Structure-activity relationship study of small molecule interfering proteoglycan catabolism in nucleus pulposus cells

Abstract

Intervertebral discs (IVDs) are semi-cartilaginous connective tissues between vertebral bodies for spinal motion. Function of IVD relies on the integrity of the gelatinous core nucleus pulposus. IVD degeneration (IDD) is associated with low back pain. IDD is characterized by a reduction of proteoglycans within the nucleus pulposus (NP) with a replacement of fibrocartilaginous matrix, leading to a loss of mechanical strength and shock-absorbing capacity of IVD. The reduction is linked to an enhanced degradation of proteoglycans, which is mainly mediated by matrixdegrading enzymes (e.g. metalloproteinases (MMPs)) under proinflammatory cytokines (e.g. IL-1 and TNF) stimulation.

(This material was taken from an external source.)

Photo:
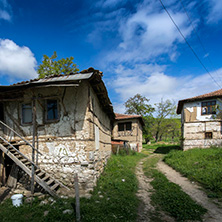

Through a high-throughput chemical screen, we previously identified a small molecule termed CSG-1 that could interfere interleukin-1 alpha (IL- 1α)-driven proteoglycan catabolism in degenerative human NP cells. To identify the functional motifs within CSG-1, we generated a series of analogues, and conducted a small scale structure-activity relationship (SAR) study. In this study, we firstly test the effects of bulk substitution (methyl/ ether groups, or chlorobenzene ring) in an attempt to narrow down the functional moiety. The performance of 28 analogues in inhibiting IL-1 a-induced proteoglycan degradation was further assessed using an alginate-bovine NP cell culture system. Data suggested that the core structure/functional (position R1,R2 and R3 on GSG-1) motifs of CSG- 1 are essential to its biological activity. Interestingly, we identified an analogue with a higher efficacy than CSG-1 in countering IL-1-induced proteoglycans degradation. Our findings may facilitate subsequent target identification of CSG-1 in the future study and drug discovery for modifying IVD degeneration as well as other degenerative disorders associated with deregulated proteoglycan expression such as osteoarthritis.